Book Review: The Pale Horse

Agatha Christie's dexterous handling of mysteries is well-known. The way she pulls the wool over readers' eyes, tricking them to go astray when the truth has been cleverly concealed beneath seemingly innocuous conversations and reams of pointless descriptions. This sort of bamboozling nevertheless needs to be treaded upon carefully, but alas, even the shrewdest of the readers can fall prey to the Dame's bag of tricks!

The Pale Horse
Christie's The Pale Horse is a macabre, bone-chilling mystery that centres around black magic and witchcraft. Historian Mark Easterbrook, the narrator and protagonist, is having his meal at a tea shop when he becomes witness to a brawl between two girls over a man. He doesn't give the incident much thought until he stumbles upon the obituary notice of Ms. Thomasina Tuckerton, one of the girls involved in the fight, in the Death column of The Times.

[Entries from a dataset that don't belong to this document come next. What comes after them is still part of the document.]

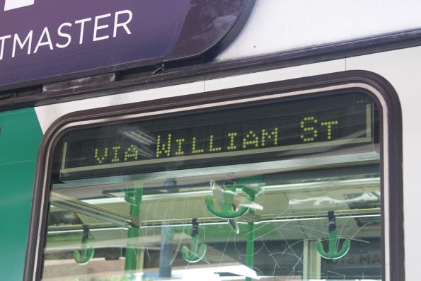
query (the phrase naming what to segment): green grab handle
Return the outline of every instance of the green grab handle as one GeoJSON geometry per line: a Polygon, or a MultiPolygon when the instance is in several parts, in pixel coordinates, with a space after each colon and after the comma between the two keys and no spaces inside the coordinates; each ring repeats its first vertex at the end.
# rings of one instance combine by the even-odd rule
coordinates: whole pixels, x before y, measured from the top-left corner
{"type": "Polygon", "coordinates": [[[235,219],[238,217],[241,217],[242,215],[246,214],[248,210],[248,207],[241,206],[236,211],[233,211],[232,200],[229,202],[226,201],[224,203],[224,207],[222,207],[222,210],[217,210],[217,208],[215,208],[215,206],[214,205],[214,202],[212,201],[212,197],[209,195],[206,195],[204,198],[204,202],[206,203],[206,207],[211,213],[222,219],[235,219]]]}
{"type": "Polygon", "coordinates": [[[88,248],[86,246],[87,243],[87,240],[82,243],[82,251],[81,253],[79,253],[79,251],[77,250],[73,251],[73,258],[74,261],[81,265],[83,265],[89,263],[95,254],[95,249],[93,248],[88,248]]]}
{"type": "Polygon", "coordinates": [[[204,257],[207,246],[206,244],[201,244],[200,246],[199,246],[198,236],[192,236],[190,244],[192,246],[191,250],[185,246],[181,247],[181,256],[183,256],[183,258],[188,263],[198,263],[204,257]]]}
{"type": "Polygon", "coordinates": [[[328,238],[328,245],[329,246],[329,251],[325,251],[323,245],[321,241],[318,241],[316,243],[316,249],[318,252],[318,254],[328,260],[336,260],[345,256],[350,248],[351,247],[351,241],[350,239],[345,239],[344,241],[342,248],[338,251],[338,247],[339,246],[339,235],[338,230],[333,230],[329,231],[328,238]]]}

Cut to Mrs. Davis, who is seriously ill and on her deathbed. Fearing for something and yet unable to pin it down, she calls on Father Gorman to whom she tells her suspicions and a list of names for further investigation. Death soon catches up with her and Father Gorman, though incredulous of the fantastic extraordinary story, writes down the names on a piece of paper and shoves it into his shoe. He is later clubbed to death by an unknown person, his pockets turned out in an unsuccessful attempt to recover the note.

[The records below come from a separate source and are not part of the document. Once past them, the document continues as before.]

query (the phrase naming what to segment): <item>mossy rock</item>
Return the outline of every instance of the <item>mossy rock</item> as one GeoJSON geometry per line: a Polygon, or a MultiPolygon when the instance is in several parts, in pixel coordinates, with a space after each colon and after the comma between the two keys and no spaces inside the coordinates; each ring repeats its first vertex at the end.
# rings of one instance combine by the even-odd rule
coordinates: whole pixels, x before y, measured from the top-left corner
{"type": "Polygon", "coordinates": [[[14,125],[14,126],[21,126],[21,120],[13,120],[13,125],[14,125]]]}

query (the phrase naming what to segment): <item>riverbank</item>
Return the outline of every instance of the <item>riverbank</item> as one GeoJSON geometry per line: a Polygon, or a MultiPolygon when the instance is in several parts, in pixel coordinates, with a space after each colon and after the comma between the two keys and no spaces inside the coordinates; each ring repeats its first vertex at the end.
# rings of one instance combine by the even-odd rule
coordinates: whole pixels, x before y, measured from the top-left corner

Mark later gets the list from his police surgeon friend and uncovers a startling connection between the two incidents. Convinced of a sinister motive behind the deaths, he and his plucky lady-love Ginger decide to get to the heart of the matter.

Being the only novel from Christie to be completely based on the occult and supernatural, the setting has an ominous and ghoulish undercurrent all throughout, and the fact that Mark and Ginger are no seasoned detectives helps ratchet up suspense levels to great heights. The events precipitating to the climax have been thrillingly explored and to say that the denouement was a fantastic surprise would be an understatement.

Mark and Ginger make for a thoroughly enjoyable pair and their romance has been developed in a way that fits well with the narrative. Detective-Inspector Lejeune, who gets the thunder-stealing moment akin to Poirot, compensates for the amateurishness of the leads and exhibits uncanny shrewdness that belies his quiet disposition. Mrs. Ariadne Oliver, the only known face, is her usual confused self and provides the most valuable break to the mystery. Diabolically clever, The Pale Horse (alluding to the place of residence of the three witches, themselves an allusion of Shakespeare's Macbeth) is deception at best.